Mentally, by and large, we accept what the priest tells us from the pulpit; and, of course, we love what Jesus teaches us in his Gospel, but we might feel inside our heart a pull away from all this good news. Our heart/gut might offer to us pseudo-logical motives and reasons that, before serious scrutiny, will sound reasonable. The end result would be that what looks like a responsible and free decision is actually the result of our slavery to fear, passions, secret drives and the dark side of our soul.

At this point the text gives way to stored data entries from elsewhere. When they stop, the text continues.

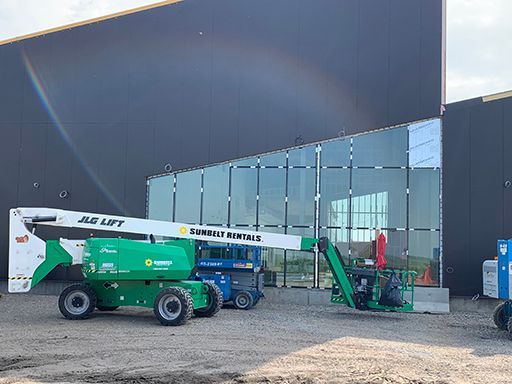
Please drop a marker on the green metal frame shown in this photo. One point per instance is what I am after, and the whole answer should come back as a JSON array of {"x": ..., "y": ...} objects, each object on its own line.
[
  {"x": 343, "y": 284},
  {"x": 143, "y": 293}
]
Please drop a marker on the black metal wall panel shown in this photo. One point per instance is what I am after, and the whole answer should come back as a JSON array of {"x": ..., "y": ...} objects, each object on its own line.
[
  {"x": 476, "y": 164},
  {"x": 507, "y": 167},
  {"x": 104, "y": 105}
]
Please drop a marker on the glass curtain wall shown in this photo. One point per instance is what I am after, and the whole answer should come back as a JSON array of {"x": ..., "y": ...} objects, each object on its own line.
[{"x": 349, "y": 189}]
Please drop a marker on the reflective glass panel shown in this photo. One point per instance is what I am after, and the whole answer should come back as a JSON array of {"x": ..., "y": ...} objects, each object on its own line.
[
  {"x": 424, "y": 256},
  {"x": 160, "y": 198},
  {"x": 339, "y": 238},
  {"x": 246, "y": 162},
  {"x": 424, "y": 198},
  {"x": 273, "y": 159},
  {"x": 363, "y": 246},
  {"x": 243, "y": 196},
  {"x": 272, "y": 196},
  {"x": 302, "y": 156},
  {"x": 215, "y": 194},
  {"x": 335, "y": 153},
  {"x": 379, "y": 198},
  {"x": 300, "y": 265},
  {"x": 334, "y": 197},
  {"x": 301, "y": 196},
  {"x": 385, "y": 149},
  {"x": 188, "y": 197}
]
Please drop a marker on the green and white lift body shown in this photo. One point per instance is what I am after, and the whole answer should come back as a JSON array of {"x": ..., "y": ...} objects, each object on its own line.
[{"x": 122, "y": 272}]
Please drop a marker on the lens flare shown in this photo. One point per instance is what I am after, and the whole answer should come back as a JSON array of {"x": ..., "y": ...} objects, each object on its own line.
[{"x": 40, "y": 87}]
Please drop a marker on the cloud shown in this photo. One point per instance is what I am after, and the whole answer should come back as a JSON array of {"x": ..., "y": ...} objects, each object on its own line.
[
  {"x": 21, "y": 17},
  {"x": 479, "y": 48}
]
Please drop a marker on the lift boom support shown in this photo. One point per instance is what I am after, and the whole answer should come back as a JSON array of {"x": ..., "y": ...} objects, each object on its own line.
[{"x": 30, "y": 258}]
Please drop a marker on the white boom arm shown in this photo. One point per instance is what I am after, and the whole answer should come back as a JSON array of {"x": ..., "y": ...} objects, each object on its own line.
[{"x": 27, "y": 251}]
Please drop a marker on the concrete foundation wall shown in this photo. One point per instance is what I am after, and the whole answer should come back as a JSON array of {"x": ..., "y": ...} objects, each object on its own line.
[{"x": 432, "y": 300}]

But, if we allow Him to work in our minds and hearts, the Holy Spirit will teach us the truth about this hidden and contorted way of reasoning. And He will warn us if we are on the wrong path.
Although we are hardly ever 100% free, it is quite possible through the Holy Spirit to reach a significant degree of freedom from our passions. In the light of the Holy Spirit, passions and impulses will no longer rule us but, rather, we would be free to move in the direction in which He leads us. This inspired nudging of us towards God’s will might sound unfair and disturbing to some, but it is another sign of His love for us. Especially whenever terrible or beautiful things happen unexpectedly, we realize that we do not have control over our lives.

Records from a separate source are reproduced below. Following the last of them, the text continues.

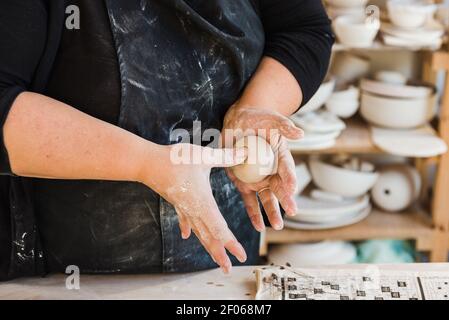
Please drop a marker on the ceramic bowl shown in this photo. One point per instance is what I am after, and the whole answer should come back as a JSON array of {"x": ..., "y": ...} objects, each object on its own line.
[
  {"x": 344, "y": 182},
  {"x": 350, "y": 67},
  {"x": 410, "y": 13},
  {"x": 397, "y": 188},
  {"x": 347, "y": 3},
  {"x": 344, "y": 103},
  {"x": 397, "y": 113},
  {"x": 409, "y": 91},
  {"x": 319, "y": 98},
  {"x": 335, "y": 12},
  {"x": 356, "y": 31}
]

If we really believe that we are living and nurtured by grace in the bosom of the Holy Trinity, we would rejoice in the certainty that the Lord is making everything (good and bad alike) work for our benefit. Hence, grounded in the love of the Holy Trinity, we should long for the highest degree of freedom which will lead us not to prefer health over illness, wealth over financial difficulties, respect over insults, success over failure, a long life over a short one, provided that we remain free to make the right decisions that will keep us sealed in the embrace of the Holy Trinity.
Thankfully, since the Lord Jesus shared fully in our struggle towards inner freedom from fears, self-interest and passions, he is very patient with us as we are confronted with daily vacillations and indecisiveness. He is not ashamed to call us his brothers [and sisters] (cf. Hebrews 2:11).
He knows that it is natural for us to teeter up and down, waver right and left, and hesitate. But it is only through this inner struggle and over time that we get to know the different pulls in our heart/gut.
The feast of the Holy Trinity should be a welcomed moment of reflection to assess how free or still enslaved we are. The world, of course, has already made choices for us: money, power, comforts, success, fun, pleasures and yielding to any of our appetites are its common recommendations.
Jesus, on the other hand, while enjoying life to the fullest when he was physically on this earth, taught us that the choices made by the world for us could be very harmful and that they could actually lead us into a worse type of slavery.
To really know where we stand we have just to assess the degree of inner peace we have attained. Naturally, if we are worried and over-concerned about our health; if we want to have it always our way; if we do not want to relinquish control of our life over to the Father, we are not yet free and able to experience within the peace that Jesus wants to give us.
Therefore, if we find out today that we are still far from experiencing inner peace in the Holy Trinity, we must go to Jesus and beg him to pour more abundantly his Spirit of love in our hearts, because love of God and neighbor is the only “passion” that can overpower all other passions and lead us to inner freedom, inner peace and into being sealed into the eternal life of the Holy Trinity.